Я принимаюсь рассматривать босоножки, потом поднимаю глаза на ее приятное, ухоженное лицо, которое она положила на приятные, ухоженные ладони, зависшие над приятным, ухоженным столом во французском провинциальном стиле, на котором покоятся ее ухоженные, приятные локти.
— Ну я думаю, все это до безобразия эдипово. Мамочка, папочка, закрытые двери и все такое.

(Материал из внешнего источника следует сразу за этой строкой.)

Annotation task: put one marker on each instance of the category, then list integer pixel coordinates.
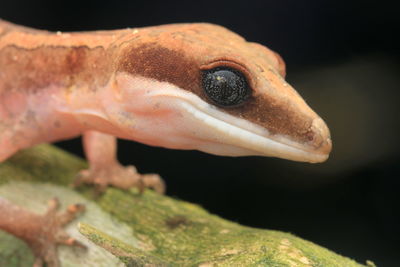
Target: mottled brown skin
(34, 62)
(173, 53)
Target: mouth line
(242, 133)
(256, 139)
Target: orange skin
(145, 85)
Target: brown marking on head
(178, 53)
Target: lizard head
(201, 86)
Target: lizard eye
(226, 86)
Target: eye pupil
(225, 86)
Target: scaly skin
(145, 85)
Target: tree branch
(159, 230)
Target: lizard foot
(120, 177)
(43, 233)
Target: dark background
(342, 57)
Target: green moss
(169, 232)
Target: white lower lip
(250, 139)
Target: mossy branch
(143, 230)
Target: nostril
(322, 142)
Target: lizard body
(143, 84)
(183, 86)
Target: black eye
(226, 86)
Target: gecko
(194, 86)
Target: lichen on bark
(159, 230)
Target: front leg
(43, 233)
(104, 168)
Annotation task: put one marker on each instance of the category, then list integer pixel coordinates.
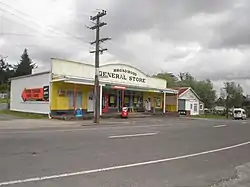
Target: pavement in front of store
(145, 152)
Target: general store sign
(122, 74)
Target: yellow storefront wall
(61, 102)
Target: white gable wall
(192, 102)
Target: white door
(90, 104)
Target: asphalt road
(3, 106)
(145, 152)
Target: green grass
(24, 114)
(3, 100)
(211, 116)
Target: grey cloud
(234, 32)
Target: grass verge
(210, 116)
(24, 114)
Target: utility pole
(227, 99)
(97, 51)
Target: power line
(54, 30)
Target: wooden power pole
(97, 51)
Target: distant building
(219, 108)
(189, 102)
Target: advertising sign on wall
(36, 94)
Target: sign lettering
(122, 74)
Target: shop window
(195, 107)
(201, 107)
(112, 101)
(127, 100)
(158, 102)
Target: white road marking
(218, 126)
(133, 135)
(83, 172)
(79, 129)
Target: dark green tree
(233, 95)
(6, 72)
(25, 66)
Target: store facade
(71, 86)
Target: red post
(74, 98)
(122, 98)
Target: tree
(234, 95)
(25, 66)
(169, 77)
(6, 72)
(186, 80)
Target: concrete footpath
(52, 123)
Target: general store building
(69, 85)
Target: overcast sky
(208, 38)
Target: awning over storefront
(142, 89)
(85, 81)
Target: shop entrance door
(78, 99)
(90, 104)
(105, 103)
(120, 96)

— Это вам ничего не напоминает?
Я напряженно размышляю; мне кажется, что голова у меня сейчас лопнет от напряжения и оттуда брызнет струя малиновой крови. Вот она, мертвая точка анализа, момент, когда за твои же собственные деньги тебя заставляют насладиться видением мамочки и папочки, занимающихся любовью на небесах, обещая, что это навсегда излечит тебя от неврозов. Огромная родительская кровать — прямо на небесах. Скрипят космические пружины.
В голове — пустота.
Да, когда мне было около пятнадцати, я неожиданно заглянула в спальню родителей в тот момент, когда они, тесно сплетя бедра, лежали в постели. Но пятнадцать лет не считается. Уже взрослая. Это не то время, когда формируется личность. Потом я застала старшую сестру Рэнди в объятиях какого-то юнца в мастерской той дурацкой псевдоготической квартиры к западу от Центрального парка, куда мы переехали, изменив нашей западной 77-й стрит. Было ли у них что-нибудь? Думаю, да. Но разве стоит принимать во внимание старших сестер при рассмотрении вопроса о первородном грехе?
— О чем вы думаете?
— Да о всякой ерунде — я вам уже говорила… Родители в постели, когда мне было пятнадцать, Рэнди обжимается в студии, когда я была совсем ребенком.
— А что Рэнди?
— А что Рэнди? Что Рэнди?! Она вечно торчала в студии, слушала пластинки или миловалась со своими бесчисленными дружками, а я только и делала, что, как дура, занималась, чтобы в школе получить все пятерки. Она была бунтарка, с ней случались истерики, она не желала учиться и водила дружбу с сотней ребят. А я была плоскогрудой девчонкой с тощими ногами, выпирающим пузом и жидкими белобрысыми волосенками, носила короткие платьица, гольфы до колен и кожаные гамаши, — нет, это, наверное, было раньше… Неважно. Главное, что я всегда считалась ребенком, а она уже родилась женщиной. Она была высокой, у нее была грудь, волосики на лобке, женские дела… Она разбиралась в колпачках и других противозачаточных средствах… А я была маленькой дурехой, вечно старавшейся всем без разбора угодить, я старалась быть первой ученицей, а ей больше по душе было обжиматься в студии. Это сводило меня с ума. Мне так хотелось оказаться на ее месте. Но я была ниже дюймов на пять и выглядела, как дитя. Единственное, на что я была способна, — это учиться на «пять». И до сих пор я только это и могу! Весь мир трахается за закрытыми дверьми, а я только и делаю, что пишу, пишу, пишу!